Because of the difference in the way LLC and S corporation owners are paid, some LLC members save money by electing to have their business treated as an S corporation. This is because S corp owners pay Social Security and Medicare taxes only on their salary, while LLC members pay self-employment taxes (the self-employed version of FICA) on 100% of their share of the LLC’s profits.
However, before making an S corp election, it’s important to compare the tax benefits to the full cost of running structuring your business as an S corp.
Additional costs of making an S corporation election:
- There may be additional fees due to the state for converting the LLC to an S corp
- The LLC may need to get a new operating agreement and draft new by-laws
- Your tax situation will be more complicated, and you may have to pay more to file your tax returns
- You must set up payroll and tax withholding for the S corp owners’ salary. In most cases, this involves hiring a payroll service.

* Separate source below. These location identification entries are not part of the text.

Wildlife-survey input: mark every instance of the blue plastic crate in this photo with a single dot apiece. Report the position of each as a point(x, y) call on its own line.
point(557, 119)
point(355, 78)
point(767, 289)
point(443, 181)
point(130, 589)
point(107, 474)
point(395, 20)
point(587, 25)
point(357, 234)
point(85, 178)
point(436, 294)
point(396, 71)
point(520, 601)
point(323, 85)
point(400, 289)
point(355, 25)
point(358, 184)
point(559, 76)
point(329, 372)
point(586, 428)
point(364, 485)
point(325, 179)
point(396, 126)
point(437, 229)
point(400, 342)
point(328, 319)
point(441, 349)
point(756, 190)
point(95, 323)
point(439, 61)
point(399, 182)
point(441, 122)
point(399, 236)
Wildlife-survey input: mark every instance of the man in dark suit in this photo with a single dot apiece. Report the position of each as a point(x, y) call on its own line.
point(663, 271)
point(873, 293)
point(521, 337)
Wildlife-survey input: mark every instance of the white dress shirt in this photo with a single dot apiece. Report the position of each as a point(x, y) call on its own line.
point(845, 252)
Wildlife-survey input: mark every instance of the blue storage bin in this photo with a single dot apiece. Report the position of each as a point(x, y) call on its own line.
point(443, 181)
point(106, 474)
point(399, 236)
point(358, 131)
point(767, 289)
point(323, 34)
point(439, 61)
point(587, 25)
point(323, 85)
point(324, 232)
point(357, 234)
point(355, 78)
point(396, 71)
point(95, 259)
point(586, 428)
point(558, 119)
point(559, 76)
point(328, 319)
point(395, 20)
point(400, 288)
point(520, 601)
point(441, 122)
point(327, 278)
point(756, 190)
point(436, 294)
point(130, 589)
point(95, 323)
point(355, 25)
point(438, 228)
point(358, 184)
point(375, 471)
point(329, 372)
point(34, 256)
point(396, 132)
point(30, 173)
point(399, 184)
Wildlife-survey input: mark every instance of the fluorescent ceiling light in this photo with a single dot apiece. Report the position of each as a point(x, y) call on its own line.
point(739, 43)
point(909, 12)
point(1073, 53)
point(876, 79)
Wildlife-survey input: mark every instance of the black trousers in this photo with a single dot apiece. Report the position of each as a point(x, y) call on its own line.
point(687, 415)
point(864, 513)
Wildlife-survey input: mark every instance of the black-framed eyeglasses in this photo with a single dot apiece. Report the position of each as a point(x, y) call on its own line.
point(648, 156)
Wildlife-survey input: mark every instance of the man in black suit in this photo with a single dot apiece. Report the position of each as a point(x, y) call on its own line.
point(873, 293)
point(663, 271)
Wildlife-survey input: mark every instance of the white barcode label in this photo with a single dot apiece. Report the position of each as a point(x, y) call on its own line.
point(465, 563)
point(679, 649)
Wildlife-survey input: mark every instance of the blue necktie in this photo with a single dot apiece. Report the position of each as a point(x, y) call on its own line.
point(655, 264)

To get a full picture of whether making an S corp election will save you money, talk to a tax professional.
Whichever business entity you choose, you always have the option of changing it down the road. You may want to start your business as an LLC for the legal protection but make an S corp election later on if it will result in tax savings.
If you’ve done your research and still don’t know which business structure to choose, talk to your lawyer or accountant. They can review your goals and expected income and help you decide which type of entity is right for you.